Es que la realidad es tan desubicada que seguro debe vivir en un populoso barrio del conurbano. Ella insiste en decirnos a cada momento que más del 50% de los argentinos son pobres y de alli muchos, indigentes (que curioso, pareciera que no llegaran a ser "gente"), por lo que se desprende que lo que le pasa al "argentimedio" no refleja con exactitud la realidad que viven los más que, vaya paradoja de la democracia burguesa, son la inmensa mayoria que no tiene voz, o que cuando intenta expresarse no habla el lenguaje que le gusta a la "gente" e incurre en "inconstitucionales" acciones directas.
Es esa misma realidad la que, molesta, incisiva e inoportuna se empeña en señalar que bajo las condiciones descriptas, y pese a todos los atenuantes que el Sr. Blumberg pudo y pueda tener por los desagradables sucesos que le tocó vivir, algunas de las frases que pronunció esa noche porteña ante más de 150.000 personas, sonaron al menos desafortunadas y miopes. Decir por ejemplo que "los padres de esos chicos -por los delincuentes- no fueron como nosotros" (fíjese el notorio sentido exclusión-inclusión), y que "se debe apartar a esos malos padres de los hijos para que no sean futuros delincuentes", suena poco menos que temerario en un país asolado por el desempleo y la marginación social. Ni hablar de los que poco después afirmó rematando muy mal una positiva idea de que los presos cumplan trabajos comunitarios: "deben hacerlo con alguna vestimenta que los identifique, para que paguen con la vergüenza el pecado que cometieron", frase que retrotrae a las estrellas de David en los campos de concentración nazi o al sayal que los mismos judios "ímprobos" debían llevar puesto en tiempos de la Santa Inquisición.

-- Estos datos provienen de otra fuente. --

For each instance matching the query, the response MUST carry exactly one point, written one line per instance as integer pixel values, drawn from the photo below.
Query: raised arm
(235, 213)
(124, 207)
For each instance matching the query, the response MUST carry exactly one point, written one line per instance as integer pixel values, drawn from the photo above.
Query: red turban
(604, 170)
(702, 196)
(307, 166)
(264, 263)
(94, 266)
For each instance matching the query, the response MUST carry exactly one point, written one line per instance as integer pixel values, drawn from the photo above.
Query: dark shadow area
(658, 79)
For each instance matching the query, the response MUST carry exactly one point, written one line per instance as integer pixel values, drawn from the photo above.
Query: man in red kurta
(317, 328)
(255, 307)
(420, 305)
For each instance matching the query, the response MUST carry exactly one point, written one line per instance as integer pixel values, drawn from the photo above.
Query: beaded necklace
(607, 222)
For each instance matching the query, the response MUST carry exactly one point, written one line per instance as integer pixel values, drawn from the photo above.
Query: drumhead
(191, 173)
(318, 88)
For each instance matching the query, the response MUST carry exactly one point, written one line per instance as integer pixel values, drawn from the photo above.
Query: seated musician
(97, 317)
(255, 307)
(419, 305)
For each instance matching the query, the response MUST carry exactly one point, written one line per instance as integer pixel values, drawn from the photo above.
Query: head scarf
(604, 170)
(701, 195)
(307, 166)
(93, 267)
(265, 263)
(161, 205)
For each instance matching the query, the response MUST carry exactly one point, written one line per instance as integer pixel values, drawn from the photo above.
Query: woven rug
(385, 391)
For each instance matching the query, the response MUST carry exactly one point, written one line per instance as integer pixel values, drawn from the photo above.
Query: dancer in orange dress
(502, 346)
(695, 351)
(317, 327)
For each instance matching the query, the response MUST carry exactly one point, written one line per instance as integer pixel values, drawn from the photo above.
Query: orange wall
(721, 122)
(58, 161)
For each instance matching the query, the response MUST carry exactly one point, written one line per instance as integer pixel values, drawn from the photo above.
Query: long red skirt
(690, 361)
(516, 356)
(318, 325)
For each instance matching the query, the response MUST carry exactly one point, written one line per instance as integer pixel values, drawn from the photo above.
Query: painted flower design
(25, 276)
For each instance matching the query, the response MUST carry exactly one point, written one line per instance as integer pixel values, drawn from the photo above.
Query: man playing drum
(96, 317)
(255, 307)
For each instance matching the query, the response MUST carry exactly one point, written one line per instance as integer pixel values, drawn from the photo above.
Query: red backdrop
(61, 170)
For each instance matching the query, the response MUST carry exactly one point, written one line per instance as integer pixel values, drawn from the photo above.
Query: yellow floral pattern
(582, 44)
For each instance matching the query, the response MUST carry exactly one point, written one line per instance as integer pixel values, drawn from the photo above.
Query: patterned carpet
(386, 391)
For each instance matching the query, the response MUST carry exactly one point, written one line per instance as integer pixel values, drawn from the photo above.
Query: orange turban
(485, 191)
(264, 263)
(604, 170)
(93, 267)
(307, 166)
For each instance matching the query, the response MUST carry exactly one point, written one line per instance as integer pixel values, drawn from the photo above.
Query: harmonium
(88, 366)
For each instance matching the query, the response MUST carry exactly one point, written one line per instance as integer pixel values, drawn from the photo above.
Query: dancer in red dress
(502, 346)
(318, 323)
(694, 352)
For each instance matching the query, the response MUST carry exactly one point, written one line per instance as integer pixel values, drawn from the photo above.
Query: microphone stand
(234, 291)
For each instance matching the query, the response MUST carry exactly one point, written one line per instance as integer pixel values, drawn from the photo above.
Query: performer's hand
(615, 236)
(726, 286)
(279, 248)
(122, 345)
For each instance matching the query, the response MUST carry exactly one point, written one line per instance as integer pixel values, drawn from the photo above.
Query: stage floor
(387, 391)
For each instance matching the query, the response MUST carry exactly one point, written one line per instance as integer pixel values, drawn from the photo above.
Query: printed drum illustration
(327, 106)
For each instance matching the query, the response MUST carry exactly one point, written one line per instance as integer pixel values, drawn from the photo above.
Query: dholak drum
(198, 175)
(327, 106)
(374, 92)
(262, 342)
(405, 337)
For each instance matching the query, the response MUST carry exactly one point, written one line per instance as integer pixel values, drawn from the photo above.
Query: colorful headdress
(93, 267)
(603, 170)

En suma, no se intenta decir acá que los reclamos del Sr. Bumblerg no sean justos para la gravedad de los delitos que se analizan, sino simplemente, que es el infortunio de varios de sus dichos los que deben señalarse como la manifestación externa de una intolerancia social alarmante que cubre entre nobles causas, el deseo de acallar por las buenas o por las malas, cualquier forma de disenso que los miserables materiales del sistema puedan expresar, ya sea en forma de reclamo callejero o en la más cruda y violenta forma del delito.
Decirlo en este momento no es solo una función del comunicador social responsable, sino un deber de cualquier ser humano que pretenda construir una verdadera nación de iguales y una justicia que exceda la idea "tribunalicia" para transformarse en un denominador común de la vida cotidiana de todas las personas.